Though his post is no longer live on the Interwebz, its immortalized words can be found here, there, and everywhere if you simply search “badass Jeep craigslist” in Google. But we’re not here to simply provide you with a copy-pasted transcript of its contents, no sir; we are here to provide analysis!
First and foremost, it should be noted that the owner cares deeply about who he hands the keys to when the time comes for the exchange. In his eyes, a limp-wristed, clammy hand gripping a bulging wad of hundreds is still a limp-wristed, clammy hand. It simply won’t do to have the Wrangler be controlled by a sissy, “Pajama party Barbie Jeep” loser.

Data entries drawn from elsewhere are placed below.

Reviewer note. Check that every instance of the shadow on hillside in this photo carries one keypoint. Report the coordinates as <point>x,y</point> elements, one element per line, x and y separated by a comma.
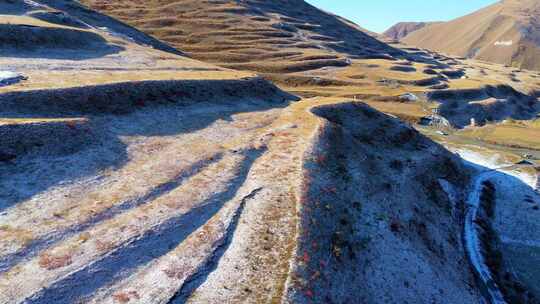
<point>152,245</point>
<point>96,19</point>
<point>32,173</point>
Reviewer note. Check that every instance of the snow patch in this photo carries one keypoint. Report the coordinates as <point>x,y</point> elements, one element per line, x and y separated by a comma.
<point>9,78</point>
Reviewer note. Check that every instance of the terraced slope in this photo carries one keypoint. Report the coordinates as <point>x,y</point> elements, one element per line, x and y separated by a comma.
<point>264,36</point>
<point>505,33</point>
<point>130,174</point>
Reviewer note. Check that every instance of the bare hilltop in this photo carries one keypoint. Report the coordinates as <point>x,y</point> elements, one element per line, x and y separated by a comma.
<point>257,151</point>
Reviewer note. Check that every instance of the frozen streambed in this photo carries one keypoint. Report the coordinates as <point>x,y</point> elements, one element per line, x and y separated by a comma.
<point>9,78</point>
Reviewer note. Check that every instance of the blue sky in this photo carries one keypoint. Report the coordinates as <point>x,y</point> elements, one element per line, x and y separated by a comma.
<point>378,15</point>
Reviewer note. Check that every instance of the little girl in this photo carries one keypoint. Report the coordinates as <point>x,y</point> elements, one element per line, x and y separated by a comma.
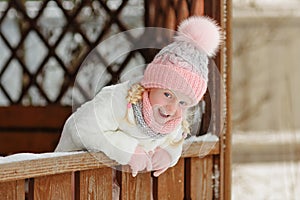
<point>143,125</point>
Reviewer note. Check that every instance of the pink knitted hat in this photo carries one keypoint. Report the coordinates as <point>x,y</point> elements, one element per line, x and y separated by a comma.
<point>182,65</point>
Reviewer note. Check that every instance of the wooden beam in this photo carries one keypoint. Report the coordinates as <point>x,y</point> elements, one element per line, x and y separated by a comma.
<point>77,162</point>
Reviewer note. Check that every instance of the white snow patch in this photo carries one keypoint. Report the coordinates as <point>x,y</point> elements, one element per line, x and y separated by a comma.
<point>209,137</point>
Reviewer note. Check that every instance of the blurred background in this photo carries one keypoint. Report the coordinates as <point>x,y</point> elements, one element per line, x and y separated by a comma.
<point>265,99</point>
<point>265,78</point>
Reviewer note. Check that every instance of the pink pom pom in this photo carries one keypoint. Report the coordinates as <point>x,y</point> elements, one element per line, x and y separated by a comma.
<point>202,31</point>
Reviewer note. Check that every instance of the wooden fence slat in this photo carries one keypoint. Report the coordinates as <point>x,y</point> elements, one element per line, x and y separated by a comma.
<point>13,190</point>
<point>170,184</point>
<point>135,188</point>
<point>95,184</point>
<point>78,162</point>
<point>17,116</point>
<point>53,187</point>
<point>201,178</point>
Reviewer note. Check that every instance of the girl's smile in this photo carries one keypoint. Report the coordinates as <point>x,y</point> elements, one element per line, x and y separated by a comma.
<point>167,105</point>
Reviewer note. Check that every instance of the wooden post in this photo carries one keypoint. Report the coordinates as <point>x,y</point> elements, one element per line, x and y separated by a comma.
<point>95,184</point>
<point>13,190</point>
<point>136,188</point>
<point>53,187</point>
<point>170,184</point>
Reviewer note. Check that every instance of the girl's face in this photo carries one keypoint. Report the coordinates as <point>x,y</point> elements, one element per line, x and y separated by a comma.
<point>167,105</point>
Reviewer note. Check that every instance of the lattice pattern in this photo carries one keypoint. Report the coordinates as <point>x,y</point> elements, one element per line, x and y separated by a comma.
<point>51,39</point>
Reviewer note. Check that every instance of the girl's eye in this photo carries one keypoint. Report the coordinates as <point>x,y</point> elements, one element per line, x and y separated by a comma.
<point>182,103</point>
<point>167,94</point>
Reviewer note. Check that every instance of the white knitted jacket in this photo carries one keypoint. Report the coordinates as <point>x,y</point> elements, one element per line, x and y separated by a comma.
<point>100,125</point>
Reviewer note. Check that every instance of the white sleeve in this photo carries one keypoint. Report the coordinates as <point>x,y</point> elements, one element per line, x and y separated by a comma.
<point>94,127</point>
<point>173,146</point>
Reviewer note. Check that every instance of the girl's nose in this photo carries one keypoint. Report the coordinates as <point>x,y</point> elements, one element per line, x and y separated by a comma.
<point>171,109</point>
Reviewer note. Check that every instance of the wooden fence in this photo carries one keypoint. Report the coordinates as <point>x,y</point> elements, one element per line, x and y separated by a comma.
<point>83,176</point>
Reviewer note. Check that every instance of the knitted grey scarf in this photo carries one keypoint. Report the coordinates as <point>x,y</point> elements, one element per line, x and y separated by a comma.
<point>137,111</point>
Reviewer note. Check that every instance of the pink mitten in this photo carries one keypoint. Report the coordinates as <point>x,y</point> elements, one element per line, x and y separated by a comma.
<point>161,161</point>
<point>139,161</point>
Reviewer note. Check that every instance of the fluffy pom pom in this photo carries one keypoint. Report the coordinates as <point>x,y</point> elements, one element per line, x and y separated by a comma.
<point>202,31</point>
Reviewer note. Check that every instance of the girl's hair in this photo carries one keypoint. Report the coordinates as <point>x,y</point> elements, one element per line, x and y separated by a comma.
<point>135,94</point>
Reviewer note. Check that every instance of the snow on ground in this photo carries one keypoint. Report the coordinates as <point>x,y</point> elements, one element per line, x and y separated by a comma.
<point>33,156</point>
<point>271,181</point>
<point>266,181</point>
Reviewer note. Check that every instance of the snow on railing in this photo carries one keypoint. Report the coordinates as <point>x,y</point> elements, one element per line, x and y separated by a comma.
<point>84,175</point>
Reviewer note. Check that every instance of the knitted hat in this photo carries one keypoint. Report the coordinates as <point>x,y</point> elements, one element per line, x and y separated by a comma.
<point>182,65</point>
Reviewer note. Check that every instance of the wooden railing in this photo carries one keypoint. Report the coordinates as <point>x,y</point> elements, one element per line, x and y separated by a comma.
<point>90,176</point>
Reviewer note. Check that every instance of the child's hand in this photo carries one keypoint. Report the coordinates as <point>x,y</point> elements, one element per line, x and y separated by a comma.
<point>139,161</point>
<point>161,160</point>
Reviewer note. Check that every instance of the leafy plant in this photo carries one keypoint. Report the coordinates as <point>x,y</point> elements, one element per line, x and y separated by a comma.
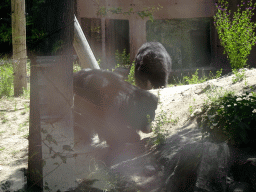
<point>158,130</point>
<point>194,79</point>
<point>230,118</point>
<point>218,74</point>
<point>131,78</point>
<point>6,80</point>
<point>239,76</point>
<point>146,12</point>
<point>236,34</point>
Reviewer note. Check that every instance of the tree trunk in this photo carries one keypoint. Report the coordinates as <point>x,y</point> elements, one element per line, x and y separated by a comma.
<point>19,46</point>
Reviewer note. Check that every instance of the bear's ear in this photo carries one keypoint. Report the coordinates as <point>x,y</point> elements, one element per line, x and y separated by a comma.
<point>146,100</point>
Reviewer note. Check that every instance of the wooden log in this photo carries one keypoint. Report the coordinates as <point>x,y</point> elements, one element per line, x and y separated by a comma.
<point>19,46</point>
<point>82,47</point>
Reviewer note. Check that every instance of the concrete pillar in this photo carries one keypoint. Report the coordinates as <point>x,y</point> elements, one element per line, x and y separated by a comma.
<point>137,35</point>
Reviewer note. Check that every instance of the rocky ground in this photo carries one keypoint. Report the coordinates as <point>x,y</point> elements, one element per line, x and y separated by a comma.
<point>178,104</point>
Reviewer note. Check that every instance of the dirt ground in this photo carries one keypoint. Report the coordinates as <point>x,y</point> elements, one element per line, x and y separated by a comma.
<point>178,103</point>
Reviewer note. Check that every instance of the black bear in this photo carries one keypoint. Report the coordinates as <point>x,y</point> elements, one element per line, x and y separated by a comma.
<point>111,107</point>
<point>152,66</point>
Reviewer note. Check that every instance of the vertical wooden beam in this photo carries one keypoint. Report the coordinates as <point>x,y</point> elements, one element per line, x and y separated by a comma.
<point>138,35</point>
<point>103,32</point>
<point>19,46</point>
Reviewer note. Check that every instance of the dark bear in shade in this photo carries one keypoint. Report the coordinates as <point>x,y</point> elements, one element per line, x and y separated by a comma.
<point>152,66</point>
<point>111,107</point>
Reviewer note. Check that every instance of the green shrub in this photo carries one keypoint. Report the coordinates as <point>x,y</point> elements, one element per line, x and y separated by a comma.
<point>230,118</point>
<point>6,80</point>
<point>239,76</point>
<point>194,79</point>
<point>236,34</point>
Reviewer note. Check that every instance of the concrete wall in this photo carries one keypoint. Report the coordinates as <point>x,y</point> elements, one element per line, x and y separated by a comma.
<point>142,30</point>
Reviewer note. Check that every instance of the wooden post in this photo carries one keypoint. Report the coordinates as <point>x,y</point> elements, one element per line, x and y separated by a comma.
<point>83,49</point>
<point>19,46</point>
<point>103,32</point>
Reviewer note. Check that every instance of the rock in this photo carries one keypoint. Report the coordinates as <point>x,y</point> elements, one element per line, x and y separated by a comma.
<point>200,167</point>
<point>213,170</point>
<point>240,187</point>
<point>245,171</point>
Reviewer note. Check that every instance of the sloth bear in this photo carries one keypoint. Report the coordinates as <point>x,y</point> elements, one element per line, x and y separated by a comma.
<point>111,107</point>
<point>152,66</point>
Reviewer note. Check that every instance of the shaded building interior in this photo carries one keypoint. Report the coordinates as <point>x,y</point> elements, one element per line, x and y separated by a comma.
<point>184,27</point>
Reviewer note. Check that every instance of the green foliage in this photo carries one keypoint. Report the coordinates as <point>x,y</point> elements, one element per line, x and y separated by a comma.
<point>194,79</point>
<point>131,78</point>
<point>218,73</point>
<point>6,80</point>
<point>236,34</point>
<point>158,130</point>
<point>239,76</point>
<point>122,58</point>
<point>230,118</point>
<point>159,122</point>
<point>146,12</point>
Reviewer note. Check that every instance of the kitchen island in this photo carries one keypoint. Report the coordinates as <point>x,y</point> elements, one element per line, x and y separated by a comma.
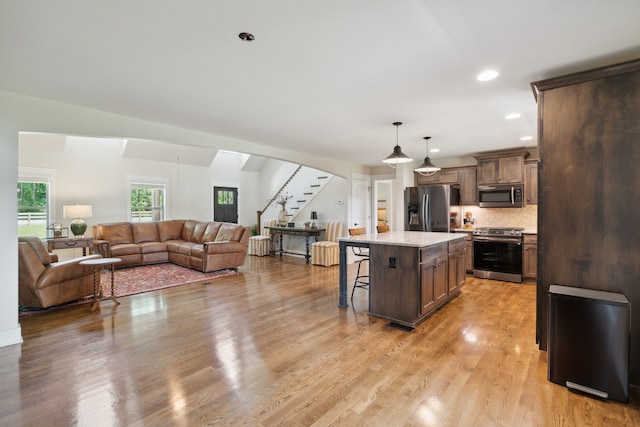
<point>411,273</point>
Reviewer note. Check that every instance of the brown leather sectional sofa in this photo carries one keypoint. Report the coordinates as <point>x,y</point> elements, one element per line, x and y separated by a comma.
<point>44,281</point>
<point>203,246</point>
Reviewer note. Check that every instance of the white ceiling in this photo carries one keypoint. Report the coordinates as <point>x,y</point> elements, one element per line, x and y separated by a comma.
<point>324,77</point>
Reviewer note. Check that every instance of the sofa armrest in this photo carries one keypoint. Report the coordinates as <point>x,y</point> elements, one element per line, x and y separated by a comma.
<point>64,271</point>
<point>103,247</point>
<point>223,247</point>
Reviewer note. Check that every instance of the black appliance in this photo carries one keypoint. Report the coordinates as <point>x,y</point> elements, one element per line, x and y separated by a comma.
<point>428,207</point>
<point>497,253</point>
<point>501,196</point>
<point>588,346</point>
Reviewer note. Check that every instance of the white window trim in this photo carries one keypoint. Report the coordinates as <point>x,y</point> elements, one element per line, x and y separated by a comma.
<point>140,181</point>
<point>27,174</point>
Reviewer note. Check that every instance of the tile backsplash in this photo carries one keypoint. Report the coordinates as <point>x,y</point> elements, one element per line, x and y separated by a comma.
<point>526,217</point>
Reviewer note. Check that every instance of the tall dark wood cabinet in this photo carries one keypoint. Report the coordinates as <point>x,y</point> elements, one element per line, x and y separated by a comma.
<point>589,189</point>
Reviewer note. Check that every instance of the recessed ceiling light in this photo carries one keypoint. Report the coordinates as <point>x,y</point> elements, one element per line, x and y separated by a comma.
<point>487,75</point>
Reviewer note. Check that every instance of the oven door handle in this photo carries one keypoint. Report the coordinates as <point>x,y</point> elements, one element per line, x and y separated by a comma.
<point>515,240</point>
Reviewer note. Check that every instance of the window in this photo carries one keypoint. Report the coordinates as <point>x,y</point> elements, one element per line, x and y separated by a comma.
<point>147,201</point>
<point>33,206</point>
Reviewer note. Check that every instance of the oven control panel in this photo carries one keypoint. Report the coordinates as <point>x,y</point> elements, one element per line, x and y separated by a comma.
<point>498,231</point>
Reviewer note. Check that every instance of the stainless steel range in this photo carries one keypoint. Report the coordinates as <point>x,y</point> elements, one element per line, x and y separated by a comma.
<point>497,253</point>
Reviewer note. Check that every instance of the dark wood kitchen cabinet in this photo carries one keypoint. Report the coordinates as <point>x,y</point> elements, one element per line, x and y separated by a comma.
<point>501,168</point>
<point>588,198</point>
<point>468,252</point>
<point>407,284</point>
<point>457,269</point>
<point>443,176</point>
<point>468,186</point>
<point>531,182</point>
<point>530,257</point>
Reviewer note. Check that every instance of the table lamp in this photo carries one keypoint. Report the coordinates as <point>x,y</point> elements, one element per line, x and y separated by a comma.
<point>77,226</point>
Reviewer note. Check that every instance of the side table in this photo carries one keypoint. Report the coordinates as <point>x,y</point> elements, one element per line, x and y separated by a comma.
<point>71,243</point>
<point>97,264</point>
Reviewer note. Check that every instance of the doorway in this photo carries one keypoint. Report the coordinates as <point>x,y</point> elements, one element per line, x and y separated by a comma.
<point>225,204</point>
<point>360,203</point>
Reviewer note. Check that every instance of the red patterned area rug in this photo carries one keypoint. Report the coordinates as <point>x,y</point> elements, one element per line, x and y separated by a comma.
<point>137,280</point>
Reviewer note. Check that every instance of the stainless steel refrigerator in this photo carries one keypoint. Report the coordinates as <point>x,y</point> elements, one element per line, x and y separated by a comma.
<point>428,207</point>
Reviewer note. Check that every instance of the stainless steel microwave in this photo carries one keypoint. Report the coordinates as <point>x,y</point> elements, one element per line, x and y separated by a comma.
<point>501,196</point>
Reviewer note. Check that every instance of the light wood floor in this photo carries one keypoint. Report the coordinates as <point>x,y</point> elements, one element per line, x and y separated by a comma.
<point>271,347</point>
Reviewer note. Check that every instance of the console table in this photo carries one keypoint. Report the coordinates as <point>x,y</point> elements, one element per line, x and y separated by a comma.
<point>307,233</point>
<point>71,243</point>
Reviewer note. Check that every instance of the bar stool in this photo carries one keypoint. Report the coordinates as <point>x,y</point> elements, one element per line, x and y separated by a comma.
<point>362,280</point>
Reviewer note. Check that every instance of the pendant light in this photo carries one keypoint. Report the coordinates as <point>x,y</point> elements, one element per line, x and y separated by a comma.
<point>397,158</point>
<point>427,168</point>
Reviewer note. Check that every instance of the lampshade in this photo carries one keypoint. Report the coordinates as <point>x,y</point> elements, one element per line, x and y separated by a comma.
<point>77,211</point>
<point>77,226</point>
<point>427,168</point>
<point>397,158</point>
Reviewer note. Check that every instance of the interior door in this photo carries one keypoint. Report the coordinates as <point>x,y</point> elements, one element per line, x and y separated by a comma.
<point>360,203</point>
<point>225,204</point>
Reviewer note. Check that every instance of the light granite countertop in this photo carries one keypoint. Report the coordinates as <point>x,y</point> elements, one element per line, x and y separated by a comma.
<point>418,239</point>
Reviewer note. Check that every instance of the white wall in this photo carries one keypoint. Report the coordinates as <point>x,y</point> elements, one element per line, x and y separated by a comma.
<point>93,171</point>
<point>21,113</point>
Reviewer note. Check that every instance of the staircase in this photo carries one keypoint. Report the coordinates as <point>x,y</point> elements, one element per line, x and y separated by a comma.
<point>303,185</point>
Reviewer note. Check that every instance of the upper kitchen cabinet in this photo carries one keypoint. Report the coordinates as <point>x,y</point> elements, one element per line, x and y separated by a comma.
<point>443,176</point>
<point>468,186</point>
<point>465,177</point>
<point>501,168</point>
<point>531,181</point>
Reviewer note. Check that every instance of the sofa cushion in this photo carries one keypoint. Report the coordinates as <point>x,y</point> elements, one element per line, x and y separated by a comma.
<point>38,247</point>
<point>124,249</point>
<point>198,232</point>
<point>116,233</point>
<point>150,247</point>
<point>145,232</point>
<point>185,247</point>
<point>211,231</point>
<point>187,230</point>
<point>170,230</point>
<point>229,232</point>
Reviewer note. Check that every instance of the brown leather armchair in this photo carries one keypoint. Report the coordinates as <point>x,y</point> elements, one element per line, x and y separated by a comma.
<point>43,281</point>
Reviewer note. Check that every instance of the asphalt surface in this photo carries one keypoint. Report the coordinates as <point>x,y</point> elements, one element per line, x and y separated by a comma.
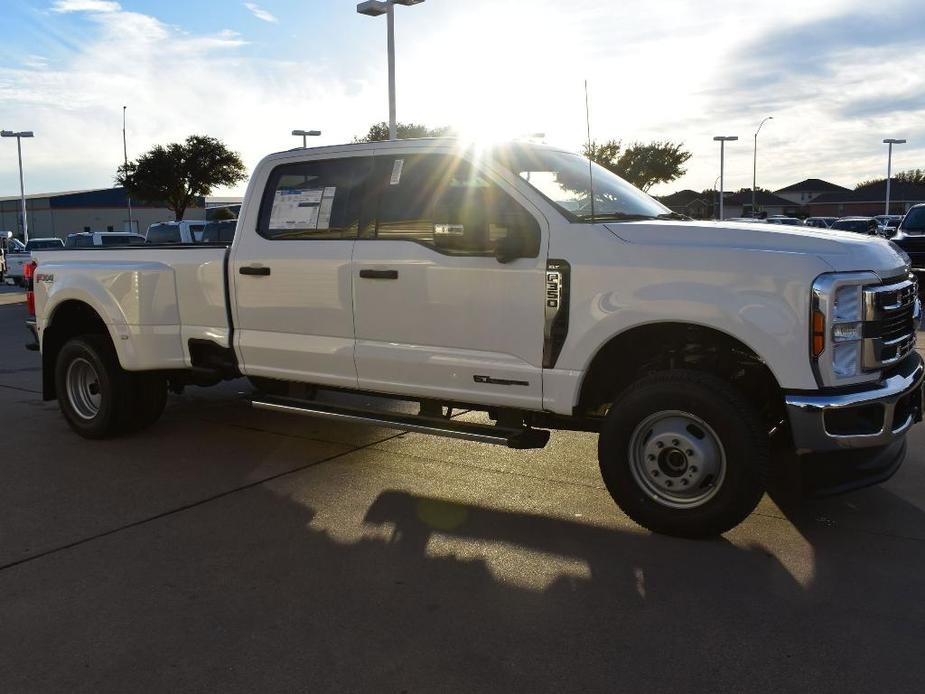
<point>226,549</point>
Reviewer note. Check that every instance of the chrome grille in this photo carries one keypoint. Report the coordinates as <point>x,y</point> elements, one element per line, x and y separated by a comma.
<point>891,315</point>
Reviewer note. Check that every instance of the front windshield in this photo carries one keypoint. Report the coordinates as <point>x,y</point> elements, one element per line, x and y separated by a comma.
<point>564,180</point>
<point>914,221</point>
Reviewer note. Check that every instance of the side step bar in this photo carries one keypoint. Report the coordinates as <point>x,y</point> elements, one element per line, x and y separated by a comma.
<point>512,437</point>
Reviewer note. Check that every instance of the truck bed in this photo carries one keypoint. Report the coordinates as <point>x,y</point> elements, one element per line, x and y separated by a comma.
<point>153,299</point>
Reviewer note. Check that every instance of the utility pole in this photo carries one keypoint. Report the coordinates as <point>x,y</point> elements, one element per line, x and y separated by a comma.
<point>128,198</point>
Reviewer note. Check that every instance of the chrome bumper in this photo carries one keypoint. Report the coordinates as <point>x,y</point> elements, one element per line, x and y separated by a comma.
<point>877,416</point>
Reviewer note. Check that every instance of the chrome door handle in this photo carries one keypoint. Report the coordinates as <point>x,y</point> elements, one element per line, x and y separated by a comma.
<point>256,271</point>
<point>379,274</point>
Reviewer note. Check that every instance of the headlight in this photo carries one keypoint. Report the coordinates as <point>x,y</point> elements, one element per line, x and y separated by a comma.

Those unfamiliar with a manual transmission need not apply either, as they will get “hit in the face with a piece of re-bar and sent back where [they] came from.” Ouch. Evidently, the green exterior belies a “tungsten” composition, a claim that fittingly demands a similar criterion from the gonads of the future owner if he is to ever set foot inside it.
It’s not all about proving yourself to be the real King Arthur to this Excalibur of a Jeep, however; owning said Jeep will also open you up to a wide list of perks and benefits. Included are the following: “9. Wire bristled toothbrush 14. Not giving a damn 15. Flesh turning to steel 18. Better looking wives 19. Better looking mistresses 25. Wife takes out the trash 28. Wife stops bitching about clothes on the floor 29. Wife stocks fridge with beer…” and so on and so forth.
We hope all these things and more happened, or will happen, to whomever next calls this Jeep their own. In the meantime, however, we’ll just have to imagine what taking care of a T-Rex (#4 on the list) entails.